OUP (2018) h/b 370pp £80.00 (ISBN 9780198817192)

Readers of this volume are well advised to start with B.’s ‘Conclusion’ to the volume. From that they will learn that the volume is not really about ‘citizenship’, as a juridically defined status, at all. Rather it is about the variety of modes of ‘community participation’ within the archaic Greek world. Presumably we owe the title partly to the book’s origins in two conferences on archaic Greek citizenship, partly to the way in which, in the opening words of D.’s first chapter, ‘Citizenship is a major feature of contemporary national and international politics’.

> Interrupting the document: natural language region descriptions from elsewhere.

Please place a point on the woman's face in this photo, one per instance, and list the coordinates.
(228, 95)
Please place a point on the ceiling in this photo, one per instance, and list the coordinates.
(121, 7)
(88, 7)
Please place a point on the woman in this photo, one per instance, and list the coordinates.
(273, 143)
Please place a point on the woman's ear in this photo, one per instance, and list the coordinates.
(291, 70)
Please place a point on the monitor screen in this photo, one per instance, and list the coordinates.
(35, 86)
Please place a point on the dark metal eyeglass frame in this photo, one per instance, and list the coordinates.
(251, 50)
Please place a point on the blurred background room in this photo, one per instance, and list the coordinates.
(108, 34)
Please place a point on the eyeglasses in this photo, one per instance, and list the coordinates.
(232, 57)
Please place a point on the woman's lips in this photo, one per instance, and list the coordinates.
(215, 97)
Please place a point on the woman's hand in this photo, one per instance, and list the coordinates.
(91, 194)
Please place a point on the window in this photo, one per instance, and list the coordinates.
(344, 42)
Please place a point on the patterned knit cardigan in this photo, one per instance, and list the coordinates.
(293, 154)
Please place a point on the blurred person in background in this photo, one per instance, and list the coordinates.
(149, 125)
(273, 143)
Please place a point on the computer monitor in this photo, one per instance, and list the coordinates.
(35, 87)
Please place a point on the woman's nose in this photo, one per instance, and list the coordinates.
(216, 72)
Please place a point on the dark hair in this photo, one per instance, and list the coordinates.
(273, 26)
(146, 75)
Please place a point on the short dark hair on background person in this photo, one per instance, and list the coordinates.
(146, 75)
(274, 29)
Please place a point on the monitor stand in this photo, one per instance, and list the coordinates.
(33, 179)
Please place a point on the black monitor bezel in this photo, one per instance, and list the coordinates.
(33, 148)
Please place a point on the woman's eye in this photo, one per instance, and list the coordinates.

If attracting readers primarily interested in the contemporary world is at issue, the volume might better have been entitled ‘How to do without citizenship’. For what the volume explores is how individuals identified themselves with, and in, a community by various forms of participation, and how a community could mobilise its inhabitants without needing to impose or require some defined juridical test. Different contributors variously stress the role of participation in the worship of the gods (Blok), in the armed defence of the city (van Wees), in the activities of the gymnasium (Fisher), in a wide and non-co-ordinated range of polis sub-groups (Ismard, Lupi), and in the Cretan andreion (Whitley). D. emphasises that community membership was a matter of performance (including the performance of gender, though, as the excellent index confirms, he has no interest in women), and Giangiulio shows that archaic bodies defined by number were inclusive rather than exclusive. You make yourself a member of a community, these chapters show, by the groups whose activities you join, by what you wear, and by what you do. That archaic community membership was not legally defined did not mean that it was not normative, but no single behavioural norm is at issue—there was significant pluralism.

B. suggests in his conclusion that a more formal definition of community membership became necessary only when communities, or, better, the groups, participation in which marked community membership, grew too large for local knowledge to suffice. He immediately notes as an exception Sparta, whose precocious development of a defined citizenship, to which a Teisamenos might be admitted (he was a seer from Elis, who also demanded his brother be made a citizen too) is discussed by Cartledge. B. plausibly links this Spartan exception to the presence of the helots. Seen like this, citizenship comes in when community membership breaks down, or when there are strong desires to prevent social mobility. This effectively reverses the teleological model, whereby various archaic institutions are seen as a matter of classical citizenship in the making, and suggests that formal definition of community membership was a sign of the failure of the social experiment that was the archaic polis. More importantly, it creates a new historical agenda of enquiry: why does the proliferation of associations found in the archaic period cease? What is it that members of communities are afraid of losing that they want to prevent social mobility? Quite apart from the richer historical understanding that this gives of the archaic Greek world, those are mutatis mutandis no bad questions for us to be asking of the contemporary world.